The Golden Report for Tuesday October 14
Three weeks from tonight, at this hour, we should be very close to knowing who the 44th President of the United States will be. Tomorrow night, at this hour, we will know if the third and final presidential candidates debate will prove in any way to change the trajectory and dynamics that this race is currently on. If it does, then McCain will ride a wave of fresh new media coverage and experience a tightening, to his benefit, in the polls. If it doesn’t, then McCain will have to find another opportunity with less than 20 days to go to capture the attention of the American people, particularly the American Independent Voter and reverse their current presidential preference. It is no easy task.

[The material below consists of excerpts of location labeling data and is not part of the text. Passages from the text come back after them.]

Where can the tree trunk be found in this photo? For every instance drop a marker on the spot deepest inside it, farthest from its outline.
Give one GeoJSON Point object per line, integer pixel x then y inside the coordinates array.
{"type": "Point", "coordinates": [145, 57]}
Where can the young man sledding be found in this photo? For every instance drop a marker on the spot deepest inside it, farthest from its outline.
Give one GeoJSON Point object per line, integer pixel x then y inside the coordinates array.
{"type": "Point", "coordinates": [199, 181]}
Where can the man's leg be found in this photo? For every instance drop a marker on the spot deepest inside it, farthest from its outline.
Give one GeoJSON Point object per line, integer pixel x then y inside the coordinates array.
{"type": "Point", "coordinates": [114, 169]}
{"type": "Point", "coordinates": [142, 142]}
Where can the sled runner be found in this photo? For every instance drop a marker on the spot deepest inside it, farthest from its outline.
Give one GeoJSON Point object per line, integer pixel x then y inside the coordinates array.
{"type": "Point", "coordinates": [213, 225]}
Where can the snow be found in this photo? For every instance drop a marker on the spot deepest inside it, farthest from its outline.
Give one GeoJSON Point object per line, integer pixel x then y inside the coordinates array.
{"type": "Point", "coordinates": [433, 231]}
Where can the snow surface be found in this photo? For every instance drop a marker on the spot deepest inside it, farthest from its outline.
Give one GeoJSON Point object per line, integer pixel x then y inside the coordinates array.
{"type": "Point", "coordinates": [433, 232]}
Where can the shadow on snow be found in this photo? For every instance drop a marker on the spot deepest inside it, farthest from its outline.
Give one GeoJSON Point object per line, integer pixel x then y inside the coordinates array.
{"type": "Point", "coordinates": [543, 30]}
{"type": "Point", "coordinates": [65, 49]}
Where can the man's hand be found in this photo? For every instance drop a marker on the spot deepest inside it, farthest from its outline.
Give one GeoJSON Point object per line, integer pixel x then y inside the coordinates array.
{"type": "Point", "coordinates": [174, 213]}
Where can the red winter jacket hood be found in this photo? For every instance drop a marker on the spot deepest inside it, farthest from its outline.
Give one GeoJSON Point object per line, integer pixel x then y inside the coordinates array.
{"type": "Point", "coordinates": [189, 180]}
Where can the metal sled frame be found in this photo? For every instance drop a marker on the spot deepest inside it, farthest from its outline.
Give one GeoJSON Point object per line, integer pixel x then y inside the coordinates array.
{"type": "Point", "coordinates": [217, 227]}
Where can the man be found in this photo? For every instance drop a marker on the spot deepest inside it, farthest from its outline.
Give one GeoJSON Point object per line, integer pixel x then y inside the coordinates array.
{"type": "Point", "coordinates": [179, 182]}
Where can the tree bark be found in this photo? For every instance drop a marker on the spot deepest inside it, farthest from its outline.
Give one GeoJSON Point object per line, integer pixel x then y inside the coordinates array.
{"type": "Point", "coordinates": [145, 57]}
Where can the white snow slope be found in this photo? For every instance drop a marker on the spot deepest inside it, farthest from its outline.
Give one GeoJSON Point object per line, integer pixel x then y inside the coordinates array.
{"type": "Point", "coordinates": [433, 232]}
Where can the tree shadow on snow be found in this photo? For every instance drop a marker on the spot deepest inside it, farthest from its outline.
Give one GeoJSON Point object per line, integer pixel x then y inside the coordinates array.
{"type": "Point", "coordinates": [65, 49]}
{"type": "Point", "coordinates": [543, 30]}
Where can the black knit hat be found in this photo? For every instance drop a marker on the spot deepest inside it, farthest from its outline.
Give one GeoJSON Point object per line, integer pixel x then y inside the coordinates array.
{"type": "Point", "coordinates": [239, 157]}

If we look solely at the polls however, which is seemingly how some people including most of the cable talking heads determine the current leader in the presidential contest, it is worth noting that the extraordinary high that Obama is at right now (53-39 in the NYT/CBS News Poll released tonight), will likely NOT remain at these levels through the entirety of the next three weeks. We’ve seen this with the daily tracking polls, what was a 10 or 8 point lead one day is, a few days later, a 4 or 6—that is just the nature of polling and the nature of the highest lead of the election, it comes in ebbs & flows. Look for a day within the 20 that remain to have at least a portion of it driven by Obama’s “falling” polling numbers.

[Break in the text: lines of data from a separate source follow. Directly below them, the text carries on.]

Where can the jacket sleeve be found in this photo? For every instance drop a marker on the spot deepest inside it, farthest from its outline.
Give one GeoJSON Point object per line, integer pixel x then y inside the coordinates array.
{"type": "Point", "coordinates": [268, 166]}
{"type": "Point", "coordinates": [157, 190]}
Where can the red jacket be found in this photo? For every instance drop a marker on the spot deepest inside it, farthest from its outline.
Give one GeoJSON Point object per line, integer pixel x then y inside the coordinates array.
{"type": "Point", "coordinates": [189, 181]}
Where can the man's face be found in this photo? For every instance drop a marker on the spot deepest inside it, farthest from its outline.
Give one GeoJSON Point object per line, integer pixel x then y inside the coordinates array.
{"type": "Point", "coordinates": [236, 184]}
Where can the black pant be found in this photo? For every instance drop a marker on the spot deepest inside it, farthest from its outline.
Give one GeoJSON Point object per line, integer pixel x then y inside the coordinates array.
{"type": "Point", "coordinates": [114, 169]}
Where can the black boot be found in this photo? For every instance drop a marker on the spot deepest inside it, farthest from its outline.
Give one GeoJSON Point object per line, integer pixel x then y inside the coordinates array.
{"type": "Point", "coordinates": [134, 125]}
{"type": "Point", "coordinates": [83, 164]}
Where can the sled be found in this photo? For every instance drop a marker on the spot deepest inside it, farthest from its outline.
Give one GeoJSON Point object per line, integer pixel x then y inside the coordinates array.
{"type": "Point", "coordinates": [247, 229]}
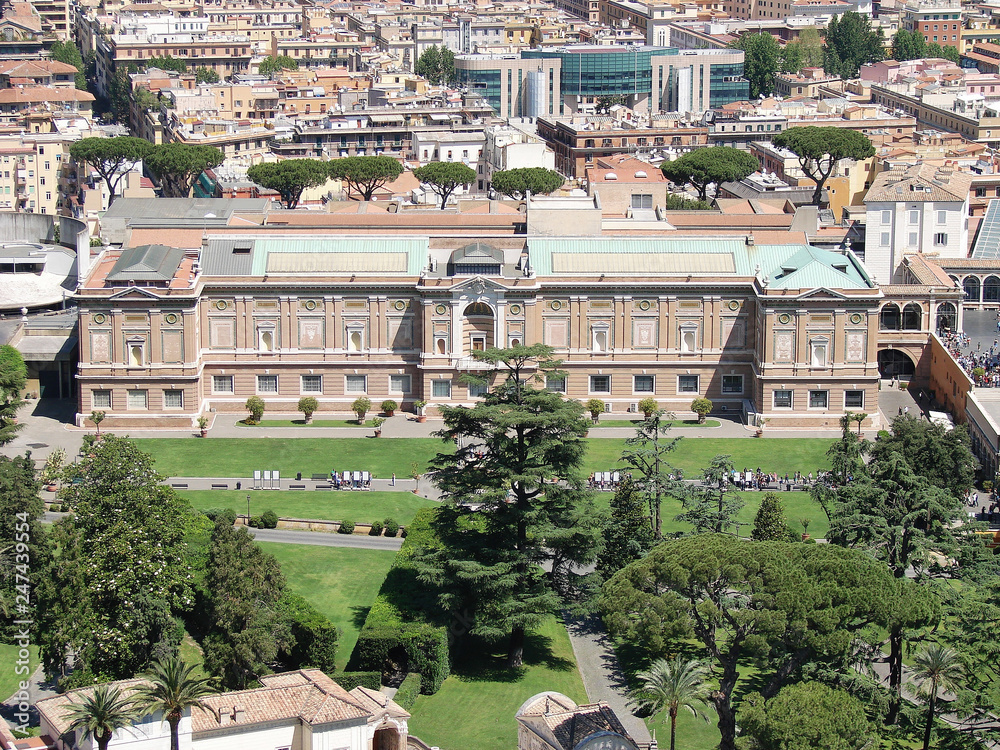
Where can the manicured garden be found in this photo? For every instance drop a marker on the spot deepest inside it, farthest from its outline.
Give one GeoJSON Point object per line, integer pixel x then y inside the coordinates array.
{"type": "Point", "coordinates": [240, 457]}
{"type": "Point", "coordinates": [340, 582]}
{"type": "Point", "coordinates": [331, 505]}
{"type": "Point", "coordinates": [475, 706]}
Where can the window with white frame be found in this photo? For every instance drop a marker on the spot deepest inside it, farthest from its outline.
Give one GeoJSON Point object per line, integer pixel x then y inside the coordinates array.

Going inside the NYT/CBS News numbers, which are shocking enough to drive the pre-debate political conversation tomorrow, we see some striking changes from a poll taken EARLIER THIS MONTH when Obama was already in a comfortable lead.
- Obama support among women—and particularly former supporters of Hillary Clinton, has grown to above 50% and 80% respectively
- McCain’s support among self-described moderates has dropped from 40%-28%
- McCain’s support among white evangelicals has decreased from 75% to 63%
- Obama has 63% support among first time voters—flip the order of the digits and you get McCain’s number (36%)
Perhaps the most important story that you will read all day, “Poll: Obama leads in 3 of 4 key Bush counties,” by Alexander Burns, Pollitico, “Barack Obama has erased traditional Republican advantages in four key bellwether counties that President Bush won in 2000 and 2004, according to a new Politico/InsiderAdvantage survey. Each county is critical to the outcome in the battleground state where it is located.”
And our attention turns to Hempstead, New York. Which John McCain will show up for the debate? Will it be the game changer that the media will be looking for? And where do we go from here? Lots of questions and a lot of anticipation leading up to tomorrow night.